Store the variables in an encrypted file in a central location in your computer and then access that file, as needed, in your code. Better yet, use multiple files. My preferred file type is .ini. Others may disagree and say that json is better.3 Ini is often associated with Windows but despite this it’s plenty portable and packages exist for its native inclusion in all the languages I write in. Plus it is ultimately a plain text file format and that means it can be used basically anywhere.

So what does this look like? Well you create a file called, for example, my_secrets.ini that contains:

[some_category]
my_var = my_value

You can have multiple categories (to ignore the multiple file suggestion, for example), comments, and some additional tools. You can also quote your values or include spaces (even unquoted ones) there. See wikipedia for some more basic information. It’s simple, readable, and easy to use.

Accessing those variables is quite easy.
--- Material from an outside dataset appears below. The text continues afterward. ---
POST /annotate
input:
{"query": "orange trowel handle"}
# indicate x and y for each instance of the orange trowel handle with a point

In R, for example, you can use the ini package to do this:

my_secret_value <- ini::read.ini('/path/to/my_secrets.ini')$some_category$my_var

And in python, it’s like this:

import configparser
config = configparser.ConfigParser()
config.read('/path/to/my_secrets.ini')
my_secret_value = config['some_category']['my_var']

And so forth for any other language you might want to use.

Security Concerns

Okay, so you’re not publishing your secrets, but they’re still saved in a file somewhere and those can be stolen. Yes, that’s true, but there are some limits here. If you’re really concerned about local files being stolen, then one option would be to place those files into some kind of secure vault (that you then unlock before you run your code). Having a special flash drive for this kind of thing is a similar sort of option. There are some encryption options, too, but you’ll limit your options for using those files. And all of this is beyond the scope of this post (and, frankly, my knowledge). The bottom line is that yes, files can be stolen, but you can manage those risks with some reasonable precautions.
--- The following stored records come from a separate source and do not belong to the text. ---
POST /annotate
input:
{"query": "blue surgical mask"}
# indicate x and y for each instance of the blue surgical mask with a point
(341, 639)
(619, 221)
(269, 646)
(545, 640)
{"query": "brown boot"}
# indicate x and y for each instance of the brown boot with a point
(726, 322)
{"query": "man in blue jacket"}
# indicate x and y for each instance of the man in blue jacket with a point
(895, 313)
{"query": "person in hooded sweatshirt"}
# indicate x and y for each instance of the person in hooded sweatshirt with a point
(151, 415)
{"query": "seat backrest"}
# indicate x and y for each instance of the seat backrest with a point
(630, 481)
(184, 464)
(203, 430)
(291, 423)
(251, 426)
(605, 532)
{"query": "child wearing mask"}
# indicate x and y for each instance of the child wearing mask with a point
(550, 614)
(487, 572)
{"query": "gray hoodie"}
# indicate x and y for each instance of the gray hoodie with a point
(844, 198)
I promised to keep this simple, but I also want to be transparent. There are actually two solutions to this problem: save them into a file somewhere in a universally readable format (such as the ini method recommended above) or save your keys as environment variables (maybe in a .env file but absolutely NOT in your .bash_profile or similar). There are some really good reasons to use the latter option. Environment variables are language and system agnostic, for one. My biggest hesitation in using that option in that environment variables are available to any process that’s running within the environment. In other words, if your variables exist for your code to call, they also exist somewhere where someone else’s malicious code to steal (which is precisely why you don’t save them to your global environment). Now this is starting to be truly paranoid thinking, since the way this works would imply that you’re using some module/package/application that has code that does this without you or anybody else who uses that open source software noticing. That’s pretty unlikely. But environment variables are no easier to work with than variables in an ini file and they still exist in a file so they have the same security issues and don’t solve cross-system portability issues. Bottom line: I’m using .ini files until I’m convinced otherwise.

  1. Okay, so that last one is pretty unlikely, but we can all dream, right? 

  2. Don’t believe me? Don’t take my word for it — do a search for “AWS credentials stolen large bill” and you’ll find people claiming to have had hackers run up bills much larger than $10k. 

  3. If you’re inclined to this opinion, check out this post.